A bunduda me disse que estava na hora de trair o marido e eu perguntei por que.  “Ah! Não sei... só sei que está chegando a hora de trair meu marido.”  e me explicou que revelava aquele desejo porque tinha confiança em mim.  E, por causa dessa confiança, queria propor botar chifre no marido me tendo como parceiro.  É claro que concordei.  Como recusar?  Adoro comer mulheres comprometidas, me excita saber que alguém está levando um chifre enquanto como uma parceira.  Além do mais, a Bunduda é interessante.  Não só pela protuberância do traseiro, detalhe anatômico que lhe rendeu esse apelido.  Ela - com aqueles lábios grossos - tem a boca perfeita para chupar uma piroca, uns peitinhos tesudos e coxas grossas.  Bunduda é uma mulher que a gente não recusa e o marido dela já podia ir preparando a cabecinha porque o chifre estava a caminho.

               Bunduda e eu fomos a um motel numa tarde de segunda-feira, o dia ideal para quem está traindo o marido.  Quem desconfiaria de uma relação extraconjugal em plena segunda-feira, dia do bode? 

               Enquanto nos beijávamos na boca, Bunduda ia tirando a roupa.  Os peitinhos dela eram maravilhosos sim e eu ia chupando cada biquinho com tanto carinho.  Bunduda só repetia: “Chupa, neném.  Chupa, meu neném.”.  Sei lá... achei estranho ser chamado de neném mas respeitei a fantasia dela.  Tirei a calcinha da minha nova amante e a xoxota era linda com uns pêlinhos bem cortadinhos.  Mas é claro que minha maior curiosidade era a parte do corpo daquela mulher que lhe rendera o apelido. 

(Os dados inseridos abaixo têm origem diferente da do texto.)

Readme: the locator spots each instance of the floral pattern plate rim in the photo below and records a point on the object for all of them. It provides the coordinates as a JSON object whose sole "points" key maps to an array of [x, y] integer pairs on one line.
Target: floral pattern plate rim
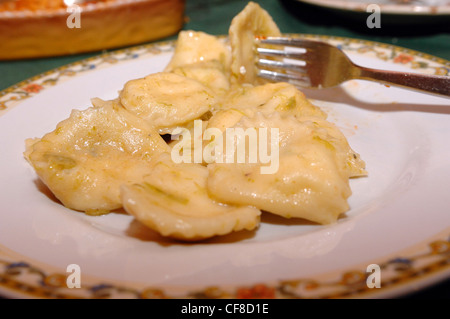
{"points": [[397, 220]]}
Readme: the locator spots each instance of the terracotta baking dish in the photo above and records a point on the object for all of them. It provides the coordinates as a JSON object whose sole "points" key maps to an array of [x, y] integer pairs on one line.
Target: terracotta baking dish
{"points": [[102, 24]]}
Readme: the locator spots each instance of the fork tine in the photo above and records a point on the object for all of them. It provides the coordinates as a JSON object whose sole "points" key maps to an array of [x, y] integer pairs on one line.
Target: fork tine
{"points": [[284, 77], [293, 42], [280, 53], [273, 64]]}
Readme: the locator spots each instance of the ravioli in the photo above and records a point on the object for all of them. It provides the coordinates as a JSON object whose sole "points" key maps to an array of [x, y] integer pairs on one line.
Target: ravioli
{"points": [[312, 177], [173, 201], [166, 99], [291, 162], [89, 155]]}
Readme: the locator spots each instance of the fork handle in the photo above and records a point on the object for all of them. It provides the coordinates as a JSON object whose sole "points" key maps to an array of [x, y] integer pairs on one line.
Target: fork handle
{"points": [[430, 83]]}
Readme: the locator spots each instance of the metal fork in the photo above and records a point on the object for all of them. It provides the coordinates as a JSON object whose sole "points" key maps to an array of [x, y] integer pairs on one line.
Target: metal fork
{"points": [[325, 65]]}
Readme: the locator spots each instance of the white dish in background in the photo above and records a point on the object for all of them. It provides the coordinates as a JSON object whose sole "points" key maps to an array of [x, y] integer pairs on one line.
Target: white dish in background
{"points": [[398, 219], [412, 7]]}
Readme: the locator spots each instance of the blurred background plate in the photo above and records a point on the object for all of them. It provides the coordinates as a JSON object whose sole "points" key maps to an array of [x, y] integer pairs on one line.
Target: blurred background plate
{"points": [[410, 7], [43, 28], [393, 12]]}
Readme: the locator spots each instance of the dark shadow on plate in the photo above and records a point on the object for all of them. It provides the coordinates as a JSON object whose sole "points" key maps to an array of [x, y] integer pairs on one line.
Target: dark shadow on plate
{"points": [[268, 218], [139, 231], [41, 187], [339, 95], [399, 25]]}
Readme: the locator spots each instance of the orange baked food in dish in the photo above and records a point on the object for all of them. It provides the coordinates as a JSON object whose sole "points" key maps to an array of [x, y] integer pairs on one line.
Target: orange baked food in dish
{"points": [[39, 28]]}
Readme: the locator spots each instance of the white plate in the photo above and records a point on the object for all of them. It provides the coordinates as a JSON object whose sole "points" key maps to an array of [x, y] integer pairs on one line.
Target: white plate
{"points": [[412, 7], [399, 216]]}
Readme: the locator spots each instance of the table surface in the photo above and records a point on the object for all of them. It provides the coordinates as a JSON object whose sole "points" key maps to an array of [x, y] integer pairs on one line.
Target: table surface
{"points": [[422, 34]]}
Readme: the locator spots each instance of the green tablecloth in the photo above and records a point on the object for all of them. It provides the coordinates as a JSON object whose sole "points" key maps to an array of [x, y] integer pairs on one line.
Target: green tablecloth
{"points": [[214, 16], [423, 34]]}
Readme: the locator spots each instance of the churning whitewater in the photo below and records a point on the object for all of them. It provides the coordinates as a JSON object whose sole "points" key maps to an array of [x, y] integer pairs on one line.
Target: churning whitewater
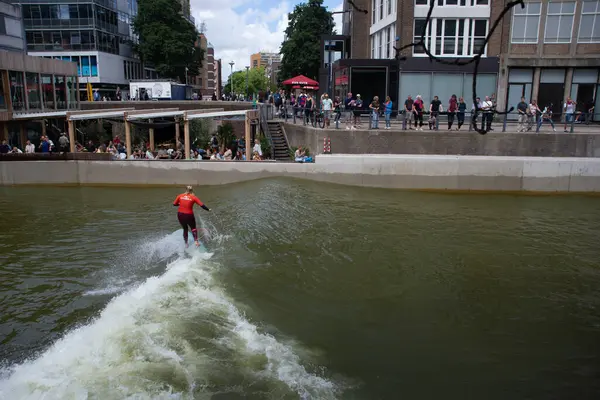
{"points": [[177, 335]]}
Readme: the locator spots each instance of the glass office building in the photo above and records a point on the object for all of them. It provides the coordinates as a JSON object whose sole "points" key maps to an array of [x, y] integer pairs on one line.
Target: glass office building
{"points": [[97, 35]]}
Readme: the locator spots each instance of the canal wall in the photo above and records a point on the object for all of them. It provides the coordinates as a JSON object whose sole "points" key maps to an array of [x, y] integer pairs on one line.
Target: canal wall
{"points": [[443, 142], [467, 173]]}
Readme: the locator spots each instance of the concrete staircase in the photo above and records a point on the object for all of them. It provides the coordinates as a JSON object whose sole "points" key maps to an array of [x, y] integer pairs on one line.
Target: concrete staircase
{"points": [[281, 149]]}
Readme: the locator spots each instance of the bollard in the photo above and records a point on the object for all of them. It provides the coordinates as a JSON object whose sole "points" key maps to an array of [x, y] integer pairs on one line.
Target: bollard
{"points": [[326, 145], [572, 123]]}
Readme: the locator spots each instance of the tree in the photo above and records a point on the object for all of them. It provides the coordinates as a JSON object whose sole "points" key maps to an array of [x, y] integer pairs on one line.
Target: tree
{"points": [[301, 51], [167, 39], [257, 81]]}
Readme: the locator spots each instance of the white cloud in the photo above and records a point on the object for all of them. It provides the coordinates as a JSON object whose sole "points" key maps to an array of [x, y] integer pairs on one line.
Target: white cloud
{"points": [[235, 36]]}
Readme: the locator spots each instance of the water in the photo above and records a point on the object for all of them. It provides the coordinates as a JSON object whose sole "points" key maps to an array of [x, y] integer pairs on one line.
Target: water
{"points": [[309, 291]]}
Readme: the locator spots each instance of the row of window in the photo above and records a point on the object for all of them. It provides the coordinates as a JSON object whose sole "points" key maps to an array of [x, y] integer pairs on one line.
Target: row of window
{"points": [[559, 27], [382, 42], [441, 3], [10, 26], [47, 91], [72, 40], [462, 37], [381, 9]]}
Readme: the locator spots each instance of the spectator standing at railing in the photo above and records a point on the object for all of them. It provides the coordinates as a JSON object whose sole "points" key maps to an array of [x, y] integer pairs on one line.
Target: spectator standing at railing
{"points": [[547, 116], [349, 109], [327, 107], [534, 111], [488, 113], [409, 112], [374, 107], [460, 115], [522, 111], [388, 112], [29, 148], [418, 107], [452, 108], [569, 110]]}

            A bunda dela é alguma coisa fora do comum.  As curvas dos glúteos são perfeitinhas, a popinha tem maciez e a racha é robusta.  Tanto que, para ver a olhota do cu, é preciso separar bem as duas bandas.  Bunduda tem uma bunda linda mas me aguardava uma surpresa.  Ela não dá o cu.

               “Eu sei que, pelo tamanho da minha bunda; os homens sempre querem fazer anal comigo mas não gosto.  – ela me fala – Não é prazeroso, me deixa mal.  Meu marido vive pedindo mas, nas poucas vezes; em que tentamos.  Não rolou.”
            O corno tinha aquela bunda maravilhosa na frente dele e não comia.  Bunduda disse que eu podia brincar, beijar, passar a piroca na bunda dela mas ‘penetrar’ não.
                Confesso que fiquei um pouco frustrado.  Belisquei a bunda dela, beijei, gozei em cima do bumbum......  depois, a nossa transa foi legal em tudo.  O 69 que a gente fez, a penetração vaginal... tudo foi  maravilhoso mas eu queria muito comer o cu da minha amante.  Não vou insistir, quero comê-la outras vezes. 

           Hoje, eu sei que o marido da Bunduda é corno e, segredo mais íntimo do casal, o chifrudo não come aquela bunda.